Here's a another gem from the vault: panel 1 from page 11 of Mythos: Ghost Rider. You can see in my eyes how much I love my job.
Also, James Gurney is giving a lecture today at the Society of Illustrators, so if you're in the area, I hope to see you there.
Monday, April 7, 2008
Here's a sketch from the Met Museum in a lonely corner of the American wing. There's a large room with low ceilings filled with glass cases struggling to show more of the Met's vast collection. It's definitely worth perusing each and every aisle.
In this particular case, I found several small sculptures of animals, all grouped together and ready to be drawn. As I may have mentioned previously, I love to draw from sculpture since most of the hard work has already been done.
In other news, I am officially halfway done with Mythos: Captain America. That means that to finish the next 10 pages, I've got to go into extreme* mode in order to finish by my deadline in May. Luckily, I've reached all the "fun" pages — a lot of action and a lot of the title character.
*barely time for showers
Friday, April 4, 2008
So I didn't invent the brush washer... but I did invent this weird, curvy thing in the middle of my contraption. It's just a piece of small-gauge, galvanized steel that I bent into an arc with a sharp dip in the center. I use this constantly as I paint.
The straight bar across the main basin is to wipe off excess water (or thinner) after washing your brush. It's a standard feature of most commercially available brush washers. But I needed something more: I wanted to squeeze a certain amount of water from my brush while at the same time shaping it to a uniform taper.

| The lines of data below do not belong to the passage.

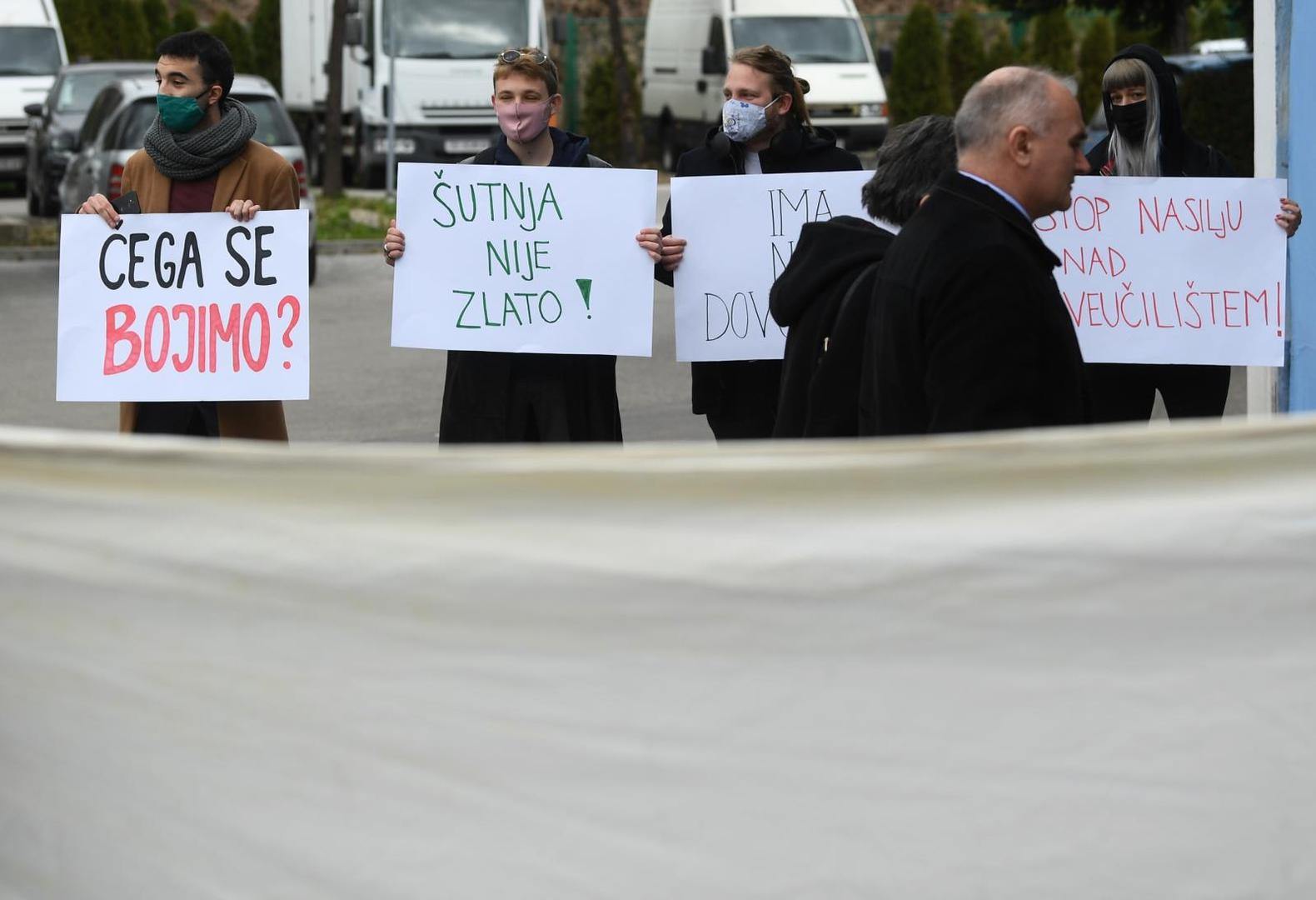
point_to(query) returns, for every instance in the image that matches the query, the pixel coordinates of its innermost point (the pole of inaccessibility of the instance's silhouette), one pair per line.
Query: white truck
(32, 50)
(442, 59)
(687, 43)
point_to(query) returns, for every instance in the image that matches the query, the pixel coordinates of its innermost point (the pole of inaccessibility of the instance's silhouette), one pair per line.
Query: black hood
(825, 252)
(1168, 91)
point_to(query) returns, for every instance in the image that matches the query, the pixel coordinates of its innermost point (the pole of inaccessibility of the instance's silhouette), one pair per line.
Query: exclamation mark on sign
(1279, 308)
(583, 283)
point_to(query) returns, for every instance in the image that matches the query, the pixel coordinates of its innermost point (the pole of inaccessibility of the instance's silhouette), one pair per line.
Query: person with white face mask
(765, 128)
(496, 398)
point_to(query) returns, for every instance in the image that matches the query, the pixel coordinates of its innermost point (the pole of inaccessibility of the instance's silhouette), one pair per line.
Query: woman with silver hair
(1148, 140)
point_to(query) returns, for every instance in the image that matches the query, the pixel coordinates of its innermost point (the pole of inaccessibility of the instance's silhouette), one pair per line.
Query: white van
(32, 50)
(687, 43)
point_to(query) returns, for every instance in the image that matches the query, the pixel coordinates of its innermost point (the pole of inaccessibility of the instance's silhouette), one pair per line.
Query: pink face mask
(523, 122)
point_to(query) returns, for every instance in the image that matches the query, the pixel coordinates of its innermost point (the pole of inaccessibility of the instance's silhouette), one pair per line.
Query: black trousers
(742, 425)
(188, 418)
(1125, 392)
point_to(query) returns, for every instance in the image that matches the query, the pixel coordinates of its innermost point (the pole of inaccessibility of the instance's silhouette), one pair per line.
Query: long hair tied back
(776, 66)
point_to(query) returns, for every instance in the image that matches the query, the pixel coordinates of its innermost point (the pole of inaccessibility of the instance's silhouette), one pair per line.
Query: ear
(1019, 145)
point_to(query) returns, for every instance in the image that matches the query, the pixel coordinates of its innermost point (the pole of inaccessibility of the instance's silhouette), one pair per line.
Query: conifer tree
(919, 83)
(1093, 57)
(1053, 42)
(236, 38)
(966, 57)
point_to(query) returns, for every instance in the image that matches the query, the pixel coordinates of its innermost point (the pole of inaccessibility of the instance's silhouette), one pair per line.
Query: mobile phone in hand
(127, 204)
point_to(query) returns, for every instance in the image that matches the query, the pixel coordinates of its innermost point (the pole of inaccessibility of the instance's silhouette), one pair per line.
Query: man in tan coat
(199, 157)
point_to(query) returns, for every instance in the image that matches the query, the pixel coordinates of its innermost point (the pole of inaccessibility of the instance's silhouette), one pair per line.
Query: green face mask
(181, 113)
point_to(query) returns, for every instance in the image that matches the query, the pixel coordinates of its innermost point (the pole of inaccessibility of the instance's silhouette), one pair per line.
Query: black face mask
(1131, 120)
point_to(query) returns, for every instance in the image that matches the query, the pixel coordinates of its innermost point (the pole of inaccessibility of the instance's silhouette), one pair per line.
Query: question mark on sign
(297, 315)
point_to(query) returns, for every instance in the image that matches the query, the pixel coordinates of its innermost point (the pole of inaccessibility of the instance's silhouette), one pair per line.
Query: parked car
(32, 50)
(116, 128)
(54, 124)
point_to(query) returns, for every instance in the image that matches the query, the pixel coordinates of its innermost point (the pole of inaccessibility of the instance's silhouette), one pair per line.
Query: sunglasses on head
(537, 57)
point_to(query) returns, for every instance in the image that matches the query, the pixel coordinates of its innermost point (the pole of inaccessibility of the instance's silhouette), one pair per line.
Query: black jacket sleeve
(984, 361)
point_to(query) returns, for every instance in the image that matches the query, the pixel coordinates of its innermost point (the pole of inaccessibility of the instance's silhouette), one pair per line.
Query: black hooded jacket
(1181, 154)
(730, 386)
(824, 348)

The unique shape allows a variation in pressure or pitch to control the amount of water removed and the resultant shape. And since it can be done with one hand, it leaves your other hand free to hold your palette. The steep dip in the middle draws the excess water back down into the reservoir to be used again. Also, as you can see, I keep a paper towel clipped to the washer so I can further control the contents of the brush. This is also where I wipe off my palette knife.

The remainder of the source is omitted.